Leadlight Gamma finally gets all its text to speech power (thanks Gargoyle)

Happy new year, Planet IF folk.

Today I updated all of the download bundles, websites and docs for Leadlight Gamma in light of the arrival of the 2019 version of the Gargoyle IF interpreter. This means that finally, four years after I released it, Leadlight Gamma now supports text to speech on Macs the way it's always supported it on PCs, at least on MacOS 10.13+

I'm disproportionately pleased about this because I released Leadlight Gamma in 2015 with a thorough screen reader mode. It might have been the first parser game to have such a mode, though I'm not sure. At the time, I talked about issues I encountered and feedback I received at. The IFTF was recently able to investigate and report on accessibility issues in IF with the aid of a lot more empirical research.

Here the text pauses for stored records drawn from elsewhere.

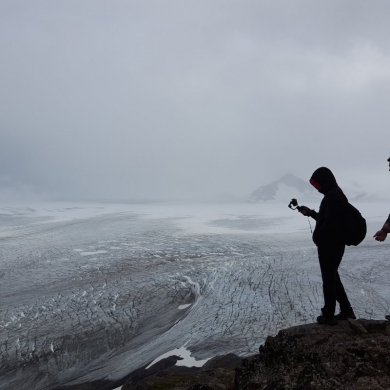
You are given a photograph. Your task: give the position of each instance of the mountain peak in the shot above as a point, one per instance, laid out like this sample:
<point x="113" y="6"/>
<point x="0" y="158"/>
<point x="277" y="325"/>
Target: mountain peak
<point x="288" y="182"/>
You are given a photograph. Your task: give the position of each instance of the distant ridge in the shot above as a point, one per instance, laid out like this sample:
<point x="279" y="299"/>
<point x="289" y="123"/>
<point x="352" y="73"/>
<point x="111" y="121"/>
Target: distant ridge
<point x="289" y="183"/>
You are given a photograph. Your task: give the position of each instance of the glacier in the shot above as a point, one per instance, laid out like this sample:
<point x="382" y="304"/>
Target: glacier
<point x="94" y="291"/>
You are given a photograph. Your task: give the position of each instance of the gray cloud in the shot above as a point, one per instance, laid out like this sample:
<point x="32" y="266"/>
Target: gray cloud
<point x="125" y="99"/>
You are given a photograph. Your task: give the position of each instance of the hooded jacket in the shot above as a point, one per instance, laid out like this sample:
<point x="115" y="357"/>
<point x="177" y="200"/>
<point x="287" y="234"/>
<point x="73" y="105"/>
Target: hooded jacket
<point x="330" y="219"/>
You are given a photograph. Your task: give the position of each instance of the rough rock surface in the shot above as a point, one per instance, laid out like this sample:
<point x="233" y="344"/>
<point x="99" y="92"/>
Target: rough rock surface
<point x="354" y="354"/>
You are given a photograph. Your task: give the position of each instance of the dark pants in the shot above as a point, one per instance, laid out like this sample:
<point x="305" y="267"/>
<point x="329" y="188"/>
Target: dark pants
<point x="330" y="258"/>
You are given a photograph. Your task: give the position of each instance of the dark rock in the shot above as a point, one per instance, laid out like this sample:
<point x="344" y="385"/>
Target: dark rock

Unfortunately, the benefits of LLG's screen reader mode couldn't be exploited on any Mac at the time of the game's release. That problem is now gone, leaving the game in the best "almost everything about it is how I wanted it to be in the first place" situation it's ever been in.

I just read Andrew Plotkin's blog post about his iOS IF interpreter framework reaching the end of its life cycle. I was thinking about similar software maintenance issues when I reviewed how all my emulation solutions for playing the original Apple II Leadlight were travelling, today.

On the PC side, everything's going great. The ActiveGS emulation kit is still pretty much a "double click the app and you're playing" solution.

On the Mac side, MacOS Catalina's arrival means the end of both the free Mac paths. ActiveGS is a 32-bit app and so is Sweet16, so both emulators are broken under Catalina. Frankly, all that's left is Virtual II. And I don't mean that Virtual II is bad — au contraire, it's a magnificent emulator of Apple IIs — but it's commercial.

I probably shouldn't be complaining. It just gives folks more reason to buy Leadlight Gamma.